Marks often has to climb elm trees to collect the sample branches but with this one, its branches arch nearly to the ground and allow him to use pole loppers.
“Show you the next step.  So I’m putting a moist piece of cloth around the cut end so that they don’t dry out in transport.”

The box of buds and pollen samples will be couriered overnight to laboratories for crossbreeding and cloning.
Gus Goodwin, Conservation Coordinator with the Vermont Chapter of the Nature Conservancy, once interned with the Adirondack chapter and found the tree for the propagation project.   “There are two types of buds on the tree here.  These ones are the leaf buds and they tend to be a little bit more terminal on the twig. And then these ones are the flower buds here and they’re a bit larger.  So these are the ones that we want to harvest. (The large flower buds?) Yeah.  (So not all of those are leaf buds then?) Um-hum. Right, yeah.  And one of the things that we look for in a tree is kind of the ratio of leaf buds to flower buds. And so a tree that’s in pretty good vigor and good health will produce quite a lot of these leaf buds and so you know a tree like this looks fairly healthy to me.”

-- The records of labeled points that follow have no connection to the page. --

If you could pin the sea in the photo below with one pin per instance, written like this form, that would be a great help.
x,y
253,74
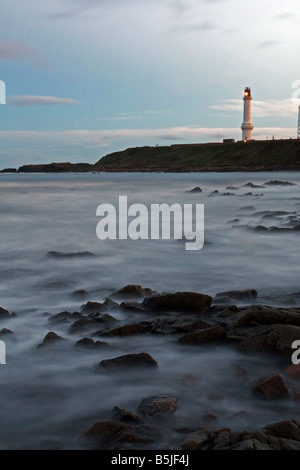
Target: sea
x,y
50,398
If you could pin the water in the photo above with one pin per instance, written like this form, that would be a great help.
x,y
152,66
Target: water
x,y
55,396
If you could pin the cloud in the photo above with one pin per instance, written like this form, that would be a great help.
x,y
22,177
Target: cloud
x,y
32,100
283,108
285,16
16,50
269,43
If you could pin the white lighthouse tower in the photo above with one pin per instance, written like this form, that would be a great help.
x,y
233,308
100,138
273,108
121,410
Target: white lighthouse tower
x,y
247,126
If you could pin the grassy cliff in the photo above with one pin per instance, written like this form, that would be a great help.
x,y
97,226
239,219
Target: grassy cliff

Christian Marks walks over to a nearby grove of dead elm trees, explaining that the disease is invasive.   “The American Elm was never exposed to Dutch elm disease before it arrived from abroad and so it was completely a naive host and now it has to evolve defenses against this host. And that’s really what we’re trying to do is to help that evolution along, to basically speed it up by breeding. I like to joke that I run a dating service for elms where I’m bringing together two disease tolerant elms that might not meet on their own, you know one from New Jersey and one from Minnesota, and then they can cross and hopefully have even more disease tolerant offspring.”

The samples are being sent to laboratories of the U.S. Forest Service Northern Research Station.
The elm tree is on state land and a DEC research permit was obtained, allowing the Conservancy scientists to cut the sample branches.